OK.
Je suis partie et ensuite ?
Ensuite, je suis incapable de retourner d'où je suis partie.
Je dois continuer ma nouvelle route. Aller de l'avant.
J'assume.
A mort.
En fait non bien sûr. Et gérer le regard des autres est au-dessus de mes forces. Prise entre deux feux, incapable de plus faire aucun projet, je me demandais quoi faire après... où aller ensuite... Je ne me sentais pas la force de revoir mon ancienne vie, il me fallait de la nouveauté. Pas seulement pour me prouver que j'étais partie pour quelque chose mais aussi et surtout parce que je n'osais pas affronter tout ce à quoi je venais de renoncer. Pas la force de me retourner ni envie de me poser les questions qui vont immanquablement m'assaillir si je regarde en arrière et encore moins de laisser la place à quelque doute que ce soit.
J'évitais soigneusement de rentrer chez moi ou de me mettre dans quelque situation qui puisse me rappeler l'avant. Puisque j'ai la trouille, je vais aller découvrir des lieux inconnus. Nouveaux. Ne représentant pas de souvenir commun. Qui n'appartiendront qu'à moi.
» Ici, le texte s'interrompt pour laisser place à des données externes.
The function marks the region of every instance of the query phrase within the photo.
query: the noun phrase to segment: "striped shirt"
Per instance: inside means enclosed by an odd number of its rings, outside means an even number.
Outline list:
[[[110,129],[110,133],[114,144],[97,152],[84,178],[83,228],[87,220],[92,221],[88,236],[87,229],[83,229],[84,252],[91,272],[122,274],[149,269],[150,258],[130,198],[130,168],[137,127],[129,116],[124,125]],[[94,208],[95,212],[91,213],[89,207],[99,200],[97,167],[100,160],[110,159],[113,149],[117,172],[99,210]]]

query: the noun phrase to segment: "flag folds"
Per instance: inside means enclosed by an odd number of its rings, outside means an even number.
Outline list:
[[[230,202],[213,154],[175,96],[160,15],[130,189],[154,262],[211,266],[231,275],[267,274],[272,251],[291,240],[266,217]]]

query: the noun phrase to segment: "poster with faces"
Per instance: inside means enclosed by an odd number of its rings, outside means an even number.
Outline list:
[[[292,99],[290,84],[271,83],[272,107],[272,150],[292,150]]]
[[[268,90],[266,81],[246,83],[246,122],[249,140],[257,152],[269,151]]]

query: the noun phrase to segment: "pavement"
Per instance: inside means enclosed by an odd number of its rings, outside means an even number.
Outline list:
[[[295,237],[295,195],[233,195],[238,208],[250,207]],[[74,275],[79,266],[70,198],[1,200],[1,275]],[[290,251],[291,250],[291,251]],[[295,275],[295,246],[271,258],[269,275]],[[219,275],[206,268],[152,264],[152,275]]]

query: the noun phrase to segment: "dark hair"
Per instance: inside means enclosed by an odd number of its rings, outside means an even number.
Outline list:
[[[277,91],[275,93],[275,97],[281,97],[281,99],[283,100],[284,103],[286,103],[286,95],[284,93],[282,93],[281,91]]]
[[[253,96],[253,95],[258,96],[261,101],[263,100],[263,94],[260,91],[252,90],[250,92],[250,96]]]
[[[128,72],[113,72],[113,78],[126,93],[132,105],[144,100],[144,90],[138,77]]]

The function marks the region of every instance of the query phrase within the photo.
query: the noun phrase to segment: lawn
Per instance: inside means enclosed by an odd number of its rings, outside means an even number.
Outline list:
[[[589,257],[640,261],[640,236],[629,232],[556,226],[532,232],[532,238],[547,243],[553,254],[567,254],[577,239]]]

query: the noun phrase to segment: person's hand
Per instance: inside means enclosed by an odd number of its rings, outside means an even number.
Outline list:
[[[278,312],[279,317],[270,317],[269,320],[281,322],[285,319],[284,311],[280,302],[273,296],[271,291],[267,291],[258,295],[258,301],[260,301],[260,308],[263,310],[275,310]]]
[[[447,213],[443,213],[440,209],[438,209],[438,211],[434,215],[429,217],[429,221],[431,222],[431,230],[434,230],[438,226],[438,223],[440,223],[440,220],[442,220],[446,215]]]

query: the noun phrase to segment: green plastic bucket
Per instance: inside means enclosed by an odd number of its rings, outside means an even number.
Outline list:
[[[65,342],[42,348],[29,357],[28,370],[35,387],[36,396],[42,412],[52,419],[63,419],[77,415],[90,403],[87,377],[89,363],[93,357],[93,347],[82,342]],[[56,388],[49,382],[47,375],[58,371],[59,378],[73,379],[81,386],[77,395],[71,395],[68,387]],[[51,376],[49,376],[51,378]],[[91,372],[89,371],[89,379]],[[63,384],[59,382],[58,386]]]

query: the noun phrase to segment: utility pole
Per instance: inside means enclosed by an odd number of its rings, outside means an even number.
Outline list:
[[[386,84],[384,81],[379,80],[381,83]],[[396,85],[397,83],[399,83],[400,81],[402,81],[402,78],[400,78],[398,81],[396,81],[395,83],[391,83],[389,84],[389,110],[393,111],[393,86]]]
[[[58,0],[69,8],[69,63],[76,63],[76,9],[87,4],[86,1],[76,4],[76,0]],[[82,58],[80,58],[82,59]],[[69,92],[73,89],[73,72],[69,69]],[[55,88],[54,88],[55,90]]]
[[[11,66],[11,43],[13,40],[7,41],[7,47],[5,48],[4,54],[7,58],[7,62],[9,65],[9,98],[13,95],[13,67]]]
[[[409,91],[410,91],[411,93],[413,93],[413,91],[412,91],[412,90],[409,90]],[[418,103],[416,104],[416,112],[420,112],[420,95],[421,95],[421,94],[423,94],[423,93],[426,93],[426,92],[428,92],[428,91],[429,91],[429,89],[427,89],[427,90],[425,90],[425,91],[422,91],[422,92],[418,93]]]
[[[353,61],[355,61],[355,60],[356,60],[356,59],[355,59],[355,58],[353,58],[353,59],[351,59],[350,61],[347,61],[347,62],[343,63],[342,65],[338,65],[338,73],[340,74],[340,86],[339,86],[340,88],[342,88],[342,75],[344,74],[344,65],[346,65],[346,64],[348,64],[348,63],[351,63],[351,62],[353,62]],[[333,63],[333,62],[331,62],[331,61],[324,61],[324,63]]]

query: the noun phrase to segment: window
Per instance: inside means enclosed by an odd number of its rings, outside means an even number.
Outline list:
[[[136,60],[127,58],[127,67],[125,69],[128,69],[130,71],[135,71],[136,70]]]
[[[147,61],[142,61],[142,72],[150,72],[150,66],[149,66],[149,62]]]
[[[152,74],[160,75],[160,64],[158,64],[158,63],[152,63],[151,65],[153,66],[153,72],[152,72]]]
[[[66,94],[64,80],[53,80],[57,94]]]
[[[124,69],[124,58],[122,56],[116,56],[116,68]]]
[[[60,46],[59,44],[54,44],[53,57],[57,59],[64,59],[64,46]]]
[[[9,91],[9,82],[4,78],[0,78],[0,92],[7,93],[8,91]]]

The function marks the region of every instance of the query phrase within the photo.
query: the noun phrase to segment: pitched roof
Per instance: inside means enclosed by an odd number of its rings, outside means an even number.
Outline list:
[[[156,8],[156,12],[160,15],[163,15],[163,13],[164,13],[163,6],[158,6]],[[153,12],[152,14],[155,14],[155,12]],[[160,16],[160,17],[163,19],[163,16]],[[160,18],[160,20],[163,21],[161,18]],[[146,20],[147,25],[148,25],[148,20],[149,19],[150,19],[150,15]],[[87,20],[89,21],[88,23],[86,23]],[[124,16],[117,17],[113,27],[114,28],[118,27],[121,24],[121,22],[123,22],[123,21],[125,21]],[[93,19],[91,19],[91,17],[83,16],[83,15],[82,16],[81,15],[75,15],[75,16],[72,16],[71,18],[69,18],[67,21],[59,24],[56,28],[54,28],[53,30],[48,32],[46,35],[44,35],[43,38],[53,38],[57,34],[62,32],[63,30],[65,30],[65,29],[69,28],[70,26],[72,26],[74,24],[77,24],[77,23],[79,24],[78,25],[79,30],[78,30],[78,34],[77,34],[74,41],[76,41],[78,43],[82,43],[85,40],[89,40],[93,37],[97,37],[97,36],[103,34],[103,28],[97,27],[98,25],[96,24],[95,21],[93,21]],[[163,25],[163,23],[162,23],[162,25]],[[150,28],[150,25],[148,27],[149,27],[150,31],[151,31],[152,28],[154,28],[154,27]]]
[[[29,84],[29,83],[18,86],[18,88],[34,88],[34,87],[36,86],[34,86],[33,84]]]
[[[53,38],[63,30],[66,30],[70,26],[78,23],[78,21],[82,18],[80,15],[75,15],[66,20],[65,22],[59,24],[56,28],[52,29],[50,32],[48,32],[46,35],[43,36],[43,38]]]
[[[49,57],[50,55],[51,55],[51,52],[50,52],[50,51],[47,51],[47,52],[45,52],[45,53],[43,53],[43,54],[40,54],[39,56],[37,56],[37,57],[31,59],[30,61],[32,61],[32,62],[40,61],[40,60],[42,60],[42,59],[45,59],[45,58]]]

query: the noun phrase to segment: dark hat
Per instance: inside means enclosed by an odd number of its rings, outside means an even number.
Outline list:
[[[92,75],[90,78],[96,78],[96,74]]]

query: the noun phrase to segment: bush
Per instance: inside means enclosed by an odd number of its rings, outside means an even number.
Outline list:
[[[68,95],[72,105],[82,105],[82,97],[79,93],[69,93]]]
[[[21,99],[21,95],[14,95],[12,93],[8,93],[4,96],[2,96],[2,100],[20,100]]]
Je commence par la Bretagne. Sur un coup de tête, j'accepte une invitation d'une inconnue à aller profiter du festival étonnants voyageurs à Saint-Malo. Cette invitation a le double avantage de me permettre de me commencer à me réapproprier le bookcrossing et de me plonger dans un univers inconnu. La Bretagne pour moi, c'était la douce de l'Ouest, les fées, les côtés découpées, les embruns, les vacances dont je rêvais quand j'étais petite et que j'étais forcée d'aller voir ma grand-mère en Italie.
J'ai passé un moment inoubliable. Aussitôt arrivée j'ai plongé mes pieds dans l'eau. Profitant de la tranquillité de l'instant, j'ai arpenté les allées du festival dans le papotis naturel dont nous sommes capables, cette quasi-inconnue et moi. Elle m'a offert un mini-guide que je garde précieusement. comme un symbôle. J'ai aussi vu les fossettes de mon amie. Et surtout, j'ai rencontré 2 merveilleuses personnes. Que j'ai aimées instantanément. Avec qui je me sens libre de me taire, de dormir dans la voiture, de me marrer de leurs blagues, de me servir du thé dans leurs placards. Des gens précieux qui m'ont accueillie par tous les temps depuis et qui m'ont fait aimer la Bretagne comme une sorte de maison secondaire, de famille-amie.
La Bretagne désormais, c'est tout ce que c'était avant bien sûr. Mais c'est aussi les moules de Cancale, les routes de campagne à l'arrière de la voiture, le soleil couchant sur les marais salants, les fleurs sur la table de nuit, le caramel au beurre salé, la tenue bretonne des parisiens, les mystères des siècles passés racontés avec passion, les calembours, l'odeur de la mer, les pieds dans l'eau en février...
La Bretagne est un peu comme ma nouvelle vie au fond. Quand on regarde par la fenêtre et qu'on voit les nuages qui menacent, on a l'impression que ça va être une journée toute bien pourrie et foutue. Mais en fait, elle réserve de nombreuses surprises. Le soleil peut apparaître à tout moment. C'est changeant, chaotique mais délicieusement surprenant. Fait d'émotions fortes, de claques et puis aussi de douceur, de moments doudous et de rêveries induites par les mystères du passé enfoui ressurgissant à tout moment au coin d'une promenade. C'est la campagne de mon enfance et la mer que j'aime profondément. C'est vous deux que j'aime si fort même si je ne le dis jamais. C'est toi aussi même si on te retrouvera dans un autre billet.